# I can't find anywhere how to solute PDE's.

1. Feb 9, 2009

### lukaszh

I can't find anywhere how to solute PDE's. For exaple ODE:
$$\frac{du}{dt}=u\Rightarrow\ln u=t+\ln C\Rightarrow u=Ce^t$$
But this?
$$\frac{du}{dt}+\frac{du}{dx}=u$$

$$dudx+dudt=udtdx\Rightarrow udx+udt=udtdx$$

I haven't had pde's yet, but i'm interested in solving these equations :-(

2. Feb 13, 2009

### Ben Niehoff

Re: pde

For many equations, there is a technique that works called "separation of variables". To separate the equation, we assume u(x,t) can be factored into two one-variable functions:

$$u(x,t) = X(x)T(t)$$

And then

$$\frac{\partial u}{\partial x} = T(t)\frac{dX(x)}{dx}$$

$$\frac{\partial u}{\partial t} = X(x)\frac{dT(t)}{dt}$$

Then, for your equation, we can write:

$$X(x)\frac{dT(t)}{dt} + T(t)\frac{dX(x)}{dx} = X(x)T(t)$$

Next, divide by X(x)T(t):

$$\frac{1}{T(t)}\frac{dT(t)}{dt} + \frac{1}{X(x)}\frac{dX(x)}{dx} = 1$$

Now, notice that we've separated the variables into the form

$$P(t) + Q(x) = 1$$

Since this must be true for all x and t, the functions P and Q must individually be constant.
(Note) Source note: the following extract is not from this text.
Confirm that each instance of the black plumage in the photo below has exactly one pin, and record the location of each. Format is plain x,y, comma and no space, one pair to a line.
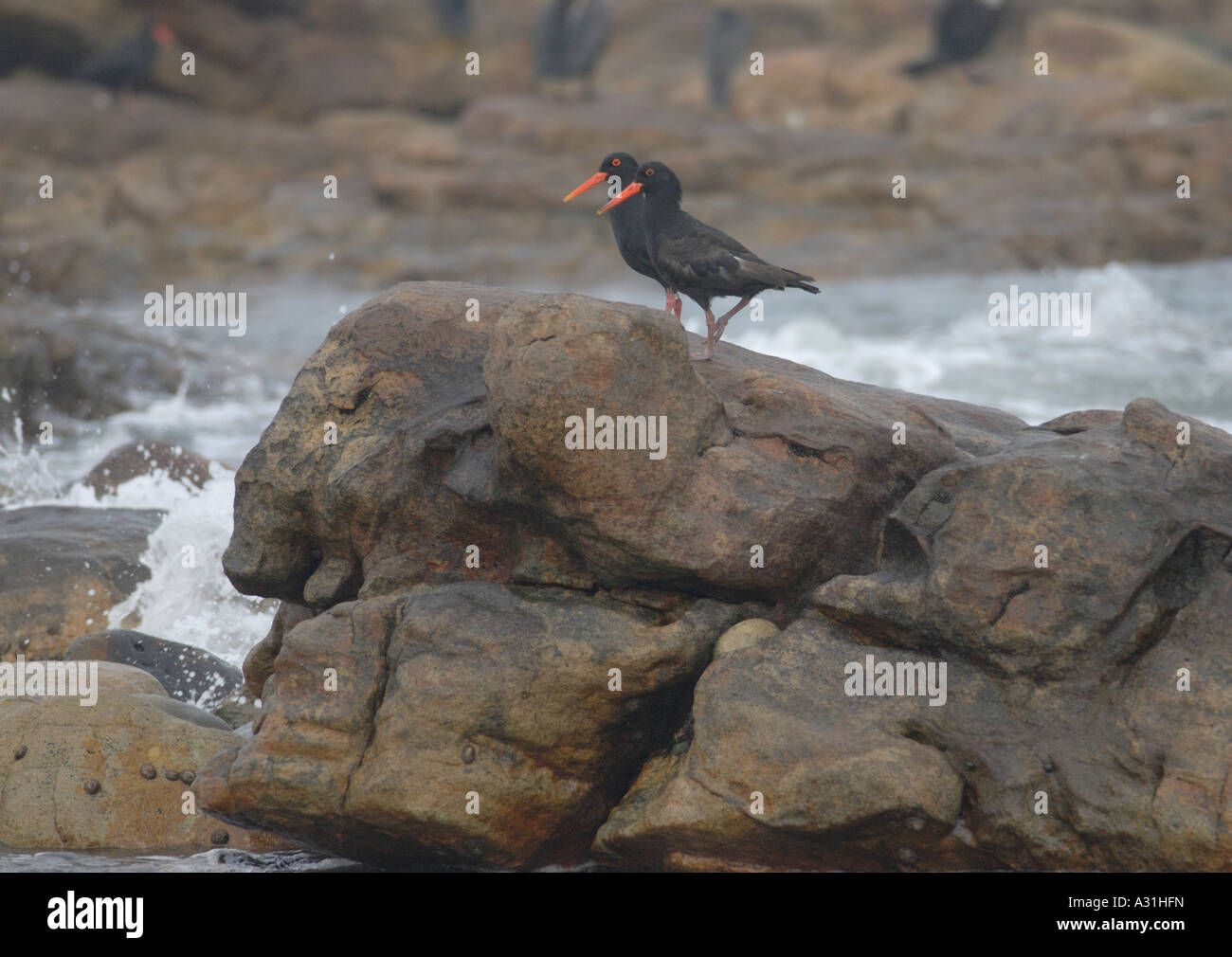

This gives

$$a + b = 1$$

$$\frac{1}{T(t)}\frac{dT(t)}{dt} = a$$

$$\frac{1}{X(x)}\frac{dX(x)}{dx} = b$$

These have the solution

$$X(x) = e^{bx}$$

$$T(t) = e^{at}$$

and so

$$u(x,t) = Ce^{at}e^{bx} = Ce^{at + (1-a)x}$$

for arbitrary constants C and a. Also note that any linear combination of u's (with different values for a) are also solutions, because the equation is linear. This can be used to construct a more general solution, given some boundary conditions.